Now simplify the second part:

(1 + sinA/cosA + 1/cosA) = (cosA + sinA + 1)/cosA

Step 3: Multiply the two parts.

Now, multiply the simplified expressions:

[(sinA - 1 + cosA)/sinA] × [(cosA + sinA + 1)/cosA]

This simplifies to:

[(sinA - 1 + cosA)(cosA + sinA + 1)] / (sinA × cosA)
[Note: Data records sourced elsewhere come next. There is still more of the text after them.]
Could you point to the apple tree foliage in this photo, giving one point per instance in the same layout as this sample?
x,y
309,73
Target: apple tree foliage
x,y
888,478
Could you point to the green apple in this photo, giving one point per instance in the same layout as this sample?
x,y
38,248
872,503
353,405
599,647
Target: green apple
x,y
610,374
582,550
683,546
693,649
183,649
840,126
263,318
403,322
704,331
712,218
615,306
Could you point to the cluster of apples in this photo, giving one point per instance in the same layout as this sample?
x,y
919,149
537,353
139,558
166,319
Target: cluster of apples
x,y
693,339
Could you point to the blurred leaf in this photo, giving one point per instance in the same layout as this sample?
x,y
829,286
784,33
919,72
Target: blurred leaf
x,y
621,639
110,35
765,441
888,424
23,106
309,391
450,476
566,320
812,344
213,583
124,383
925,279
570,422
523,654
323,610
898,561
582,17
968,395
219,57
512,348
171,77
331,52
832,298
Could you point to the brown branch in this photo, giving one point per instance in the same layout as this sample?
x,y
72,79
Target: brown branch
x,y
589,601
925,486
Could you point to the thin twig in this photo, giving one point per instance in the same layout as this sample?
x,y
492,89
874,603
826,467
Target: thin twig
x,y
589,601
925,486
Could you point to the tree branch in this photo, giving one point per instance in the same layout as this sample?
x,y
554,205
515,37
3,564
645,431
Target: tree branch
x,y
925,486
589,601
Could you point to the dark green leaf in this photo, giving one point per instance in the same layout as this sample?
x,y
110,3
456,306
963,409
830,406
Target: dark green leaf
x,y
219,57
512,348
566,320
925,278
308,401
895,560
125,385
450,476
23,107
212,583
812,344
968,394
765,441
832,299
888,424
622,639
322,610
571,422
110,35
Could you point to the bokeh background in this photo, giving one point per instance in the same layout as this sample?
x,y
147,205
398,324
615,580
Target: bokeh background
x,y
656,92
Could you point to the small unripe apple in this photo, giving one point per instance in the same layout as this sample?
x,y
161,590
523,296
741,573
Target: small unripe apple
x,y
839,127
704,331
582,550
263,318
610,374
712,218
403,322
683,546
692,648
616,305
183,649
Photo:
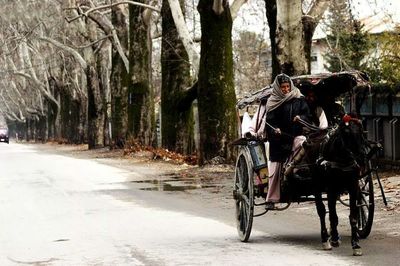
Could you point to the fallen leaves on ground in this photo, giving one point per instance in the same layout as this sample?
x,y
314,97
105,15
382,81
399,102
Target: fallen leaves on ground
x,y
134,147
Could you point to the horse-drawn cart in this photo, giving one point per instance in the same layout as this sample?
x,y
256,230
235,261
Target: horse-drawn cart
x,y
331,91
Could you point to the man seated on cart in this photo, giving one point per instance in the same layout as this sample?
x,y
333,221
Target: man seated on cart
x,y
285,105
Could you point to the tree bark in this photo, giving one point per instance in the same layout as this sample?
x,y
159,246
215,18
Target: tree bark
x,y
216,95
96,112
177,122
270,6
119,80
290,45
141,96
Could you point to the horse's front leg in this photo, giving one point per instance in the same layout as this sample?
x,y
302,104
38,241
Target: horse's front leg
x,y
333,218
321,213
354,195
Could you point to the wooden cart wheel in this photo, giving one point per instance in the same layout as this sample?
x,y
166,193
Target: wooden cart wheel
x,y
365,203
243,194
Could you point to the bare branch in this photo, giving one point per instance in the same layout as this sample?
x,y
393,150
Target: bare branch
x,y
68,49
85,14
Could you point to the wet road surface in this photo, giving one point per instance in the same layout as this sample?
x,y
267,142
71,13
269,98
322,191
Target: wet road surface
x,y
59,210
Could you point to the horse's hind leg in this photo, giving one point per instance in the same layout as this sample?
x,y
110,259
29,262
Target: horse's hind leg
x,y
333,219
357,251
321,213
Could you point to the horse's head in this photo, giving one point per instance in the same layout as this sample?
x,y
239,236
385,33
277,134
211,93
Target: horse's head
x,y
352,135
347,143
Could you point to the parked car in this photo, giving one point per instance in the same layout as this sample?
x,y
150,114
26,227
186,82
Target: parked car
x,y
4,135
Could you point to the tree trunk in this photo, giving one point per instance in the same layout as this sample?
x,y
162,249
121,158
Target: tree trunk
x,y
141,96
177,122
290,45
216,94
96,112
119,80
270,6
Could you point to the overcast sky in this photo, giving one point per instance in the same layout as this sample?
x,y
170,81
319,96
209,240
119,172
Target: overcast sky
x,y
252,15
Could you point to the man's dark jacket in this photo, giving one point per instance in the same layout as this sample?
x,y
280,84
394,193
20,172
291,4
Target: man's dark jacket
x,y
282,118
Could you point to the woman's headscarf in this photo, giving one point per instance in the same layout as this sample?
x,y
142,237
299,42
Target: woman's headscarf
x,y
277,96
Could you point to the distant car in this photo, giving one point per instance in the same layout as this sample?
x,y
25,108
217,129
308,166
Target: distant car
x,y
4,135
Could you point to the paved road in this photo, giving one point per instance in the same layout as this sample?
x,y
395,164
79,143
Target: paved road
x,y
60,210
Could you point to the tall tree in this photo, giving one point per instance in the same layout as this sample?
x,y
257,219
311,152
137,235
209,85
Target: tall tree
x,y
291,32
141,95
348,43
119,77
176,99
216,94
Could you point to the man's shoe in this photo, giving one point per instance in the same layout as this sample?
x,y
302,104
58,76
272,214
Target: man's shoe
x,y
269,206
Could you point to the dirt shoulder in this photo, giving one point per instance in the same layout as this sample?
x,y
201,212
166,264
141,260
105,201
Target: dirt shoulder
x,y
213,183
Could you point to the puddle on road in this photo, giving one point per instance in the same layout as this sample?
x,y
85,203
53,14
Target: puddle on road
x,y
175,183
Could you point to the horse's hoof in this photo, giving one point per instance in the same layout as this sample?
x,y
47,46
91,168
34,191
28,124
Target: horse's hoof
x,y
326,245
335,243
357,252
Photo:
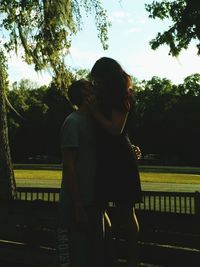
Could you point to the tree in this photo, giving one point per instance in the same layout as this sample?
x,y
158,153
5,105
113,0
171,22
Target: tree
x,y
44,29
185,27
7,181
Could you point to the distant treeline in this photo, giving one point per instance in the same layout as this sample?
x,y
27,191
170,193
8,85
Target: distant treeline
x,y
166,124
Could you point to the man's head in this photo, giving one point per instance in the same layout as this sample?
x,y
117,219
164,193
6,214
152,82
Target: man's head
x,y
77,91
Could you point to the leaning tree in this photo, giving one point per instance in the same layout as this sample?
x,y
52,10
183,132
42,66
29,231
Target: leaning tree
x,y
41,32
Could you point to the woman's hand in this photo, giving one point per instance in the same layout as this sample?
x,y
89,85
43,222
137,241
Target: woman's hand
x,y
137,151
81,218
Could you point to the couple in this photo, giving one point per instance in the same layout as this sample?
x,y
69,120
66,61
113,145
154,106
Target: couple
x,y
99,166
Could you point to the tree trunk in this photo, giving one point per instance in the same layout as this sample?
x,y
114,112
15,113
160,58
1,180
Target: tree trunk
x,y
7,179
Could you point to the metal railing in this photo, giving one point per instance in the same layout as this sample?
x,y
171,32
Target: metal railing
x,y
174,202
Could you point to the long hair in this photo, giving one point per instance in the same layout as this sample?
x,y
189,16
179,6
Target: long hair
x,y
113,79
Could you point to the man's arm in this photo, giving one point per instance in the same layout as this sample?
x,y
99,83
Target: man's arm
x,y
69,175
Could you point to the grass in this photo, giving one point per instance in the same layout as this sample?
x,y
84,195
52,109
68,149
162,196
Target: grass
x,y
50,175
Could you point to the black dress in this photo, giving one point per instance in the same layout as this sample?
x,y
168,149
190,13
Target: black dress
x,y
118,177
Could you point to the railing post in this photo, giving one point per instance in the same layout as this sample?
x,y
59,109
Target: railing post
x,y
197,203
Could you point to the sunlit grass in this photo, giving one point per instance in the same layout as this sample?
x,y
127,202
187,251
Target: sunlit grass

Step 4: Expand the numerator.

Now, expand the numerator:

(sinA - 1 + cosA)(cosA + sinA + 1)

= sinA(cosA + sinA + 1) - 1(cosA + sinA + 1) + cosA(cosA + sinA + 1)

Expanding each term:

= sinA cosA + sinA^2 + sinA - cosA - sinA - 1 + cosA^2 + cosA sinA + cosA

= sinA cosA + sinA^2 + sinA - cosA - sinA - 1 + cosA^2 + cosA sinA + cosA

Now, combine like terms:

= (sinA cosA + cosA sinA) + (sinA^2 + cosA^2) + (sinA - sinA - cosA + cosA) - 1

= 2 sinA cosA + (sinA^2 + cosA^2) - 1

Since sinA^2 + cosA^2 = 1, we have:

= 2 sinA cosA + 1 - 1

= 2 sinA cosA

Step 5: Final simplification.

Now, substitute the expanded numerator back into the expression:

(2 sinA cosA) / (sinA cosA)

This simplifies to:

2

Therefore, we have proven that:

(1 + cotA - cosecA)(1 + tanA + secA) = 2.